Seasonal variation and drivers of methane emissions in China. (a) Seasonal variation of total methane emissions. (b-c) Seasonal variation of methane emissions in the east and west parts of the Hu Huanyong line. (d-g) Seasonal variation of four types of methane-emitting provinces. (h) Distribution of the four types of methane-emitting provinces. Energy-dominated provinces are represented by Shaanxi and Shanxi. The energy-dominated complex-type province is represented by Inner Mongolia. Complex-type provinces are represented by Xinjiang and Heilongjiang. Agricultural-based complex provinces are represented by Jiangxi, Hunan, Hubei, Anhui, Guangxi, Guangdong, and Jiangsu. The bottom part represents the seasonal variations in the distribution of methane emissions in the corresponding regions. The map was created using basemap 2.0.0 (https://matplotlib.org/basemap/stable/).

Conclusions

In this study, methane emission maps for China from 2019 to 2023 were generated using the divergence method, based on TROPOMI \(XCH_4\) observations without prior information on methane emission sources. The five-year emission trends align well with findings from previous studies, providing insights into total methane emissions, emission structures, spatial distribution changes, and the driving effects of various emission types. These results can support the optimization of methane emission mitigation strategies. Our estimates indicate that China’s total annual methane emissions from 2019 to 2023 ranged from 57.09 Tg (2023) to 64.74 Tg (2022), consistent with reported trends in the literature after 2015. Compared to 2019, total methane emissions decreased by 0.69 Tg in 2023. Over this period, methane emission intensity dropped by 12.26%, and the emission standard deviation decreased by 46.15%. Notably, stable strong emissions increased by 0.51%, while unstable strong emissions declined by 12.5%. The spatial distribution remains dominated by northern emissions, reflecting a ”north-heavy, south-light” scenario.

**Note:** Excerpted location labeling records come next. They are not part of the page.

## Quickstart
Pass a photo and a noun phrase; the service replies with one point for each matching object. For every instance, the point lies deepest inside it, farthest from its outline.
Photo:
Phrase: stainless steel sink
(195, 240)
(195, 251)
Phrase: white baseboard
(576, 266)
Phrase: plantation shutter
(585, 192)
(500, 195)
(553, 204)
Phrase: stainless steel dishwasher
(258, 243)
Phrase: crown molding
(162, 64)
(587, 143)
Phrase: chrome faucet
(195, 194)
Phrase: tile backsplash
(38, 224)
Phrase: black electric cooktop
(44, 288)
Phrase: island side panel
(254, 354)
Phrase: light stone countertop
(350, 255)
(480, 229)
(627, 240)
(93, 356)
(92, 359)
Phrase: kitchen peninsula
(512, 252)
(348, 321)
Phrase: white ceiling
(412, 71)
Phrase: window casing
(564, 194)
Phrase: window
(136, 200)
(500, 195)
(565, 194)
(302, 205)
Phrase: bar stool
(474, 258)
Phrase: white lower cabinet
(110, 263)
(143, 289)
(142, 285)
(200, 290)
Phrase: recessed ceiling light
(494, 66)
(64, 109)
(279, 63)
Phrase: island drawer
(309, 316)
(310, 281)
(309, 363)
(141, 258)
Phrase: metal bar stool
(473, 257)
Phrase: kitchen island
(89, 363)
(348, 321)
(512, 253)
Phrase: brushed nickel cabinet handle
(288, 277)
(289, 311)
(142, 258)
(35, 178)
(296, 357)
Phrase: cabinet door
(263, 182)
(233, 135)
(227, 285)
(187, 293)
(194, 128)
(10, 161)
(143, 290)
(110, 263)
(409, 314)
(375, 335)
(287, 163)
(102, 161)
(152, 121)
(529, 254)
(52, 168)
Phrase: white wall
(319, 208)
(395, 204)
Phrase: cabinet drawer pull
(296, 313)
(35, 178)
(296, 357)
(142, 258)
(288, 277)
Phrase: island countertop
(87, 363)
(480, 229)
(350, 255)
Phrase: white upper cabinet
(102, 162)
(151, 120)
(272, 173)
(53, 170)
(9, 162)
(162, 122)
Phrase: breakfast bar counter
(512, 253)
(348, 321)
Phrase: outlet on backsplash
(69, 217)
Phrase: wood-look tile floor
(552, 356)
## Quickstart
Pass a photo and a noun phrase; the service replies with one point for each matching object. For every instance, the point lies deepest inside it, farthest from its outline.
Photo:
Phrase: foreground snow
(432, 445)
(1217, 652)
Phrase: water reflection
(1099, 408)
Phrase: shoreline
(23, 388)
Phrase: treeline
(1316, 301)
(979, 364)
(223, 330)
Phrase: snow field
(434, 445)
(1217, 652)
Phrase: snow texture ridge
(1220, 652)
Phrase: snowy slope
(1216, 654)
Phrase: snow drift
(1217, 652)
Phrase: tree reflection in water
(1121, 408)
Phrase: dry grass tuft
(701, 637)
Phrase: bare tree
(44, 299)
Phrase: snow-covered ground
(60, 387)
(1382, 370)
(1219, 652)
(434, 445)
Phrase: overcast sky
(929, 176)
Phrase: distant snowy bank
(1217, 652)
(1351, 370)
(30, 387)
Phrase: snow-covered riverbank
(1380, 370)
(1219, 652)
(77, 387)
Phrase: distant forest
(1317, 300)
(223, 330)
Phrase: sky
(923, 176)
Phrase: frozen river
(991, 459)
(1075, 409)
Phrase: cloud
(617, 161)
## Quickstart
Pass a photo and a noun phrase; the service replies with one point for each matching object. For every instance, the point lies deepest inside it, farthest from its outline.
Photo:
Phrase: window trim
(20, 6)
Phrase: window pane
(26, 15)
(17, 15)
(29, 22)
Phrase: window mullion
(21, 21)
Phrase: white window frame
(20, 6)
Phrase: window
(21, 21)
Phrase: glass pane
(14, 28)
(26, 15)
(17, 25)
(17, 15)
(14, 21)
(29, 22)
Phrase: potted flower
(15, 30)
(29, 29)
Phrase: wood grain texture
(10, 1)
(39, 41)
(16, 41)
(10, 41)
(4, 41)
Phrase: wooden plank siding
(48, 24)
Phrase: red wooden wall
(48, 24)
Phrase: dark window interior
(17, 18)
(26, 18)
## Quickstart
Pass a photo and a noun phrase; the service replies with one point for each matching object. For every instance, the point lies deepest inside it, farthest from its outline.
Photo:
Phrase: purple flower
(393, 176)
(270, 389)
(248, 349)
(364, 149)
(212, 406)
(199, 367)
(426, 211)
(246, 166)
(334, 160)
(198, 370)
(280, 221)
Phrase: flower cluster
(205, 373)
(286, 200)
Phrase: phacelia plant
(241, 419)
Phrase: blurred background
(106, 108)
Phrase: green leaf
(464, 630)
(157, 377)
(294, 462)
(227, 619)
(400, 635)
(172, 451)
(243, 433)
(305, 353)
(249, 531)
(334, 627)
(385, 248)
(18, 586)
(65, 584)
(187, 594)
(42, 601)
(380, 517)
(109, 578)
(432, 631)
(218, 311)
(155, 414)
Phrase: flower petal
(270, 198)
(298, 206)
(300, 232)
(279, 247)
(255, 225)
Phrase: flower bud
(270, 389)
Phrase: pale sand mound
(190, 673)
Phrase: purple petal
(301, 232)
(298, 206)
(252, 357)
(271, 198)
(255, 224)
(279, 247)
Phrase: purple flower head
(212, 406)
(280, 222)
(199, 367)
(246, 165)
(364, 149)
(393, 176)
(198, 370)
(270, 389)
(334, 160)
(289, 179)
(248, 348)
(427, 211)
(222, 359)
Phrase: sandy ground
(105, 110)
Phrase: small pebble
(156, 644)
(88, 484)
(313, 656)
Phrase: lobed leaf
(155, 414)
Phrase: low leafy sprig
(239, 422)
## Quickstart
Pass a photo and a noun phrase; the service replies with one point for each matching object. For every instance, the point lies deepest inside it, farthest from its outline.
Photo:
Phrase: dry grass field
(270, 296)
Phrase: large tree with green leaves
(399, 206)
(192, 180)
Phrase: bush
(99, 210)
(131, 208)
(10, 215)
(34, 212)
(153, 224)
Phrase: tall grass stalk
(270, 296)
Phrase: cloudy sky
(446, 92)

Among the four types of methane emissions, unstable weak emissions increased by 5.41 Tg, whereas the other types experienced reductions ranging from 0.69 Tg to 3.39 Tg. Although the intensity of unstable strong emissions decreased, the proportion of unstable weak emissions gradually grew. Unstable strong emissions remain a significant driver of methane emission changes, but the increasing role of unstable weak emissions highlights a transition in emission structures. Unstable strong emissions, primarily associated with energy-based activities, significantly influence the seasonal variation of methane emissions in energy-based provinces, shaping the overall seasonal trend in China. However, in other city types, unstable weak and stable weak emissions dominate the seasonal variations. Given the dual dynamics of methane emission shifts toward northern regions and the structural transition to unstable weak emissions, it is crucial to design targeted methane reduction pathways to enhance the long-term effectiveness of mitigation efforts.

Methane emission models based on the divergence method rely heavily on high-precision wind field data and accurate background removal techniques. Despite improvements in wind field averaging and background elimination methods, uncertainties remain, as noted in Ref³⁷.. Future work should focus on incorporating higher-precision wind field data and more robust background removal approaches to further refine these models. The analysis of the cross-impacts among different emission sectors and the long-term dynamic evolution remains insufficient. Additionally, multi-source observational data have not been fully integrated for comprehensive verification, making it difficult to fully cover complex emission scenarios. Future efforts should further optimize from both methodological and data dimensions.